My suggestion for people is to just wait. Wait before getting married. Wait before having kids. And wait before buying a house or other large purchases together. It took me to almost 40 and 5ish serious relationships and many not so serious relationships before finding my wife.
Game theory does not apply to relationships, my friend. A healthy relationship requires hard work from both parties involved, so that you can be stronger and happier together that you would be alone. I hope you find that love in your life and when that day comes, that you are ready for it.
I find more joy and contentment in being a bachelor, to be honest. I also have a lot more spending money as a bachelor, go figure.
It’s okay to go that route; no relationships or only limited, superficial ones.
Voluntary bachelorhood is bliss.
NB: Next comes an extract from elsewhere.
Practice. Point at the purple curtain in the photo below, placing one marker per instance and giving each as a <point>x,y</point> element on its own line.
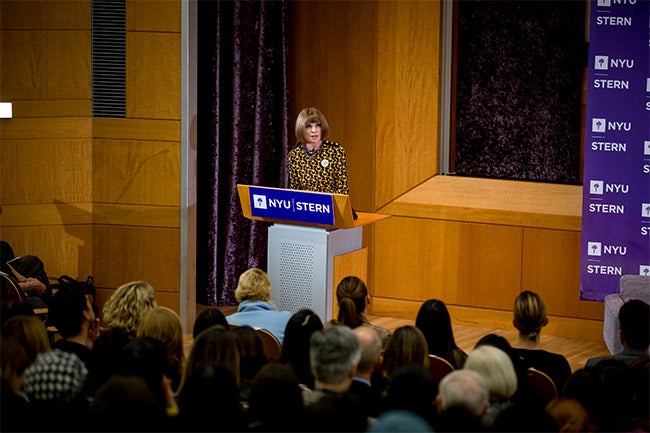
<point>242,134</point>
<point>520,67</point>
More money, more time, more travel. No looming decades of childcare bills, healthcare bills, or the relatively high probability of maintenance payments til death.
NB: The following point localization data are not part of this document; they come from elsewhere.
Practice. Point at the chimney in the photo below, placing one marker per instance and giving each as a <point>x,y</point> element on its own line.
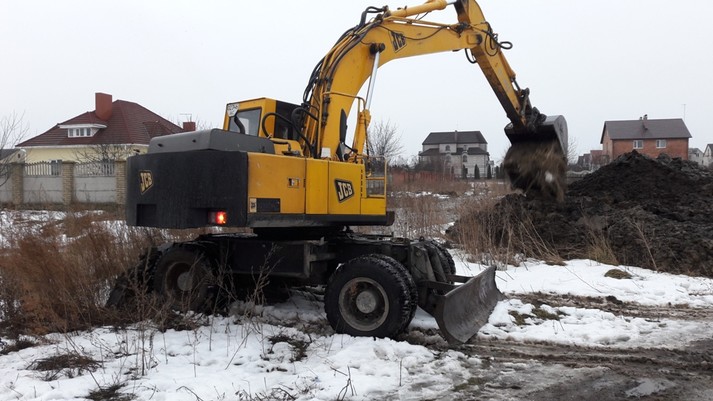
<point>189,126</point>
<point>102,106</point>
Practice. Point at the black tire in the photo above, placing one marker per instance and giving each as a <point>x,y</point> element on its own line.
<point>137,278</point>
<point>184,278</point>
<point>406,275</point>
<point>368,297</point>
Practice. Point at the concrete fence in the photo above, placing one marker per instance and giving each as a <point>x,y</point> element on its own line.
<point>63,183</point>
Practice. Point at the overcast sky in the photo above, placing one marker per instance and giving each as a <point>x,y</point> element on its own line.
<point>591,61</point>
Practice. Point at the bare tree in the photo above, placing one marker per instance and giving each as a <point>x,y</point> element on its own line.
<point>383,140</point>
<point>12,130</point>
<point>106,152</point>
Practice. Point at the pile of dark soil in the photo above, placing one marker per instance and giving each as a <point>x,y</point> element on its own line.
<point>652,213</point>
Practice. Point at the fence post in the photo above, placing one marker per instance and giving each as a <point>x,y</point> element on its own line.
<point>120,174</point>
<point>67,182</point>
<point>17,175</point>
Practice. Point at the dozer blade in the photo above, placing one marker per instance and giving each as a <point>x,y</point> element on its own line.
<point>461,312</point>
<point>537,160</point>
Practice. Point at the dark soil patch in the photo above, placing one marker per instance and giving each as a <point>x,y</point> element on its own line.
<point>652,213</point>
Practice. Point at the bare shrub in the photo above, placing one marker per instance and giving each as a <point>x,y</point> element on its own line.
<point>499,234</point>
<point>56,275</point>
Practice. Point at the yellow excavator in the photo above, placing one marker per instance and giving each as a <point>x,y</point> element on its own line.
<point>286,172</point>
I had a bout of this thinking a few years ago. If you keep at it, improving yourself and nudging the other person along, you grow out of this fugue state. If it reaches breaking point and one of you can’t relent, you’ll break up and move on.
But if you don’t, and it blossoms, it becomes a wonderful space to be in.
A very wise person once told me that the person you spend your life with must be first and foremost, your best friend. If they’re not that, then it’ll always be an uphill battle.